Мы с ним были несогласны во многом: он упрекал меня, что я не люблю большого света; я приводил в свое оправдание его собственную перемену; он доказывал, что большой свет не любит излишеств и порывов; я видел во всем этом свете одну только холодность; на это он отвечал, что все защищаемое мною составляет одни странности и что я с ними — оригинал, а это большая брань в большом свете, и, следственно, будучи оригиналом, я не мог быть другом светского человека.
Как бы то ни было, я все любил его и когда получил приглашение на похороны, мне стало горько известие о его безвременной кончине; я представлял себе горесть жены, детей и домашних, участие знакомых и собрался на похороны, чтоб разделить общее чувствование печали с теми, кои, подобно мне, казалось, всегда были расположены к этому человеку.
Я не поспел на вынос и должен был проехать прямо в церковь. Там посредине стояла высокая катафалка. Ступени ее были обиты черным сукном; бархатный балдахин со множеством страусовых перьев и гербом фамилии осенял стоявший на катафалке гроб; множество свеч горело кругом; множество людей всякого звания волновались около гроба; священство, пение, молитвы, дым кадильный, окружавший облаками сию необыкновенную сцену, — все это возбудило во мне скорбное ощущение. Воображение, развивая все происшествия первой жизни моей цепью, которой первое звено составляло нашу дружбу с покойным, невольно приковывало последнее кольцо этой цепи к гробу, передо мной стоявшему. Мысли быстро катились и наполняли грудь; наконец ей стало тяжело. Я забылся и заплакал; слезы мои катились не долго; меня пробудил от моей забывчивости глухой шум полувнятных вопросов, полуотвеченных слов, — я окинул глазами собрание и увидел, что взоры всех были обращены на меня. Тут я только вспомнил, что нахожусь посреди большого света, где приличие должно замещать все ощущения сердца и где наружный признак оных кладет печать смешного на каждого несчастливца, который будет столько слаб, что даст заметить свое внутреннее движение. Признаюсь, к первой слабости я прибавил другую: мне стало стыдно, — я удалился в угол и, мало-помалу оправившись от замешательства, стал равнодушнее замечать, что предо мною происходило.
Но там ничего не происходило. Казалось бы, что этот обряд должен был сопровождаться чувствованиями, приличными сему торжественному действию, где смерть похитила у семейства супруга, отца, подпору, где каждый член осиротелой семьи внезапно потрясен печальною переменою образа жизни, милой привязанности, где скорбь так прилична, где слезы так необходимы. Но это с большим великолепием отправленное погребение было так же монотонно, как обед, бал или свадьба в большом свете. Супруга и дети покойного, по этикету, должны были оставаться дома; другие родственники, провожавшие гроб, не имели причин ни радоваться, ни печалиться; остальные поезжане или были приглашены также по этикету и с нетерпением ожидали конца похорон или любопытствовали видеть богатый гроб и пышность, окружавшую бренные останки человека большого света.
И так, ни в одном глазе не было слез; не было печального лица, какое-то убийственное равнодушие и холодность царствовали во всем этом сборе, который волновался, прибывал, убывал и не производил на душу никакого впечатления.
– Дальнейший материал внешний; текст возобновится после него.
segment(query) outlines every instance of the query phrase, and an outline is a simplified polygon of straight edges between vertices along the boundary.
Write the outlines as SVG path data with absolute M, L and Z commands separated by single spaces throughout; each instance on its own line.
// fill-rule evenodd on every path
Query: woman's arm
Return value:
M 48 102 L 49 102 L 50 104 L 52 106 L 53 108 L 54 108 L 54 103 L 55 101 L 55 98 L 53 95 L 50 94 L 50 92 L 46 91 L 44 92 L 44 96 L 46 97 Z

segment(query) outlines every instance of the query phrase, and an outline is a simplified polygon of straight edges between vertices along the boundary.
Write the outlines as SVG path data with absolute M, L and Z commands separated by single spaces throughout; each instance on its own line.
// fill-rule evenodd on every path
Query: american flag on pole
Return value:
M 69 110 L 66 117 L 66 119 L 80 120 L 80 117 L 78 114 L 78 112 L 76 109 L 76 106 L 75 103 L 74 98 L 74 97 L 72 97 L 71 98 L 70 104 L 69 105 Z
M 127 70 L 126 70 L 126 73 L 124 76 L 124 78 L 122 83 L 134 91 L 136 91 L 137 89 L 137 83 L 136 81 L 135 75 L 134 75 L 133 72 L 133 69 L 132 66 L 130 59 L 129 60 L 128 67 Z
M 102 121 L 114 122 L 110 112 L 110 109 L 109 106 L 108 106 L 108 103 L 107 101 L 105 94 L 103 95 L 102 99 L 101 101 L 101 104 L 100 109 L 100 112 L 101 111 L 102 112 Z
Сначала по заботливости, с какою некоторые дамы обыскивали свои ридикюли, чтобы удостовериться, с ними ли скляночки спиртов и солей, я полагал, что печальная сцена не обойдется без обмороков, слез и других припадков женской чувствительности; но похороны миновались без всякого случая, подобно грозе, пронесшейся над городом, где много громовых отводов, молча выискивающих молнию, не давая ей разразиться. Думаю, что в самом деле спирты и духи служили сими отводами.